According to Houston, at lot of cholesterol testing is out of date. He says if you are not getting a test that measures the size of your cholesterol particles, not just the numbers, along with including the newer CVD marker ApoB, it’s inadequate. Particle size matters because big, fluffy particles are usually less damaging to arterial walls than smaller, denser particles. ApoB (apolipoprotein B) is a structural protein that constitutes a major component of VLDL. It is now thought to be a good marker of the number of damaging particles you have in circulation.
What to do if you get an advanced cholesterol test and you find too many small particles, your ApoB is high, or your triglycerides are too high? Houston recommends: cutting back on refined carbohydrates, eliminating all trans-fats (found in processed and deep-fried foods), taking omega-3 oils from fish or algae, drinking green tea or taking an EGCG supplement, along with taking resveratrol to reduce oxidation.
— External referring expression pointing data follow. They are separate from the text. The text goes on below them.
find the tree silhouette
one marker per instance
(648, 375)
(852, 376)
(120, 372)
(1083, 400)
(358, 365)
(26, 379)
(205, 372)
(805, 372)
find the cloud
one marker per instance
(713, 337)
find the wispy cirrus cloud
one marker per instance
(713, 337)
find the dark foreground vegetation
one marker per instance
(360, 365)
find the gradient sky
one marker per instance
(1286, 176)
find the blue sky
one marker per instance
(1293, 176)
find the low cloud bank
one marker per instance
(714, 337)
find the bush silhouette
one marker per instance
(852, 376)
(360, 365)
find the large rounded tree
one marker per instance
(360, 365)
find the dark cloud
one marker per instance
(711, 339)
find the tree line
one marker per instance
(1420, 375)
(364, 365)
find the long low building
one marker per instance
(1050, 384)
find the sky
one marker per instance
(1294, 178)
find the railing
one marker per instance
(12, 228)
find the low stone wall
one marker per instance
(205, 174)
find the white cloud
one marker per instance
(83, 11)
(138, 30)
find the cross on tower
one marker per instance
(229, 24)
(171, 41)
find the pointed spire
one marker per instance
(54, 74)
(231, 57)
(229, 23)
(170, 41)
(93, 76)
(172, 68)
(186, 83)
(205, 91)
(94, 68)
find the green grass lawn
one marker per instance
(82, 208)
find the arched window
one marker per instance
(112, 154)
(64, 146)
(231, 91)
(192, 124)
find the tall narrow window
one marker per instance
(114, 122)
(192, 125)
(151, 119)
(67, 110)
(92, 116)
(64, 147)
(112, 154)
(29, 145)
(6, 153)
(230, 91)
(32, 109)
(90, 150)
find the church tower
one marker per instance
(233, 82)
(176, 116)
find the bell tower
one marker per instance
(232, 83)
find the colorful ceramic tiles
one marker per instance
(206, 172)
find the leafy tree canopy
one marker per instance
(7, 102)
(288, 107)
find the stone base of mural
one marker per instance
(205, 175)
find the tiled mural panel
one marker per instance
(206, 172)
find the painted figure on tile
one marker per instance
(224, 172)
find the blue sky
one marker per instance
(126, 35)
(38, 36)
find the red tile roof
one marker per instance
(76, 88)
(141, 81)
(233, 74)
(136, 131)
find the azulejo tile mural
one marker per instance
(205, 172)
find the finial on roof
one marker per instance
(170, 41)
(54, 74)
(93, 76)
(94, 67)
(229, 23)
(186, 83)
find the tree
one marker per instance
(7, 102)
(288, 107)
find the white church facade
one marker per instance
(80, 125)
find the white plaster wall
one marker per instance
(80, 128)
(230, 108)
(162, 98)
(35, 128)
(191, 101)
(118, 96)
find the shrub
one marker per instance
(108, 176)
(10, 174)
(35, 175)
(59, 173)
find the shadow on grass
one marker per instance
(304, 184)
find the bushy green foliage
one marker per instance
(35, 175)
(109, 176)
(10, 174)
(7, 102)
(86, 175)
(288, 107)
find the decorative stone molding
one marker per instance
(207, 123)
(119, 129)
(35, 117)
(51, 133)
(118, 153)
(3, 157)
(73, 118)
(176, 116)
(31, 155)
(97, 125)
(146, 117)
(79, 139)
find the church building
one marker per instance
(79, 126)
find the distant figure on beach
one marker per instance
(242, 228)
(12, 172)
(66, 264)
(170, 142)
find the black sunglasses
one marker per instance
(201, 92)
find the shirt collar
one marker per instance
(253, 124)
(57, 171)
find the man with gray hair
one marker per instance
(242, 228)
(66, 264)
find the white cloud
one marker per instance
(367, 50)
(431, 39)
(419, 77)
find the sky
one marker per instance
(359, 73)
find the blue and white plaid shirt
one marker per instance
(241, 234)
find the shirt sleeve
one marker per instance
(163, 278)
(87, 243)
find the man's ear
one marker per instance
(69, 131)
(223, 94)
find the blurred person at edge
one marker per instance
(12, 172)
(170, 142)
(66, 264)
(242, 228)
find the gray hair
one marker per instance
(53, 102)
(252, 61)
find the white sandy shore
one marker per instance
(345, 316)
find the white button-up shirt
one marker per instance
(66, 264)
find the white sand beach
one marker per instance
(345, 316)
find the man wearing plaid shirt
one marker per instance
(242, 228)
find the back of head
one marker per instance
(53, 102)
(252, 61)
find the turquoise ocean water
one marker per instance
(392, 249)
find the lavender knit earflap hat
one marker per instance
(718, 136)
While all the doctors recommend exercise, Houston looks at exercise not as a way to burn calories, but as a way to talk to your genes and turn on healthy hormones. “Higher intensity exercise gets the muscles talking most. Exercise using full body movements, incorporating great amounts of muscles, requiring a combination of strength and endurance, and forcing the muscles to shout out a unique message that sets in motion a powerful muscle-building, fat burning, anti-inflammatory, and brain-stimulating effect.” He recommends exercising in the morning on an empty stomach, doing weight-training followed by aerobic training intervals.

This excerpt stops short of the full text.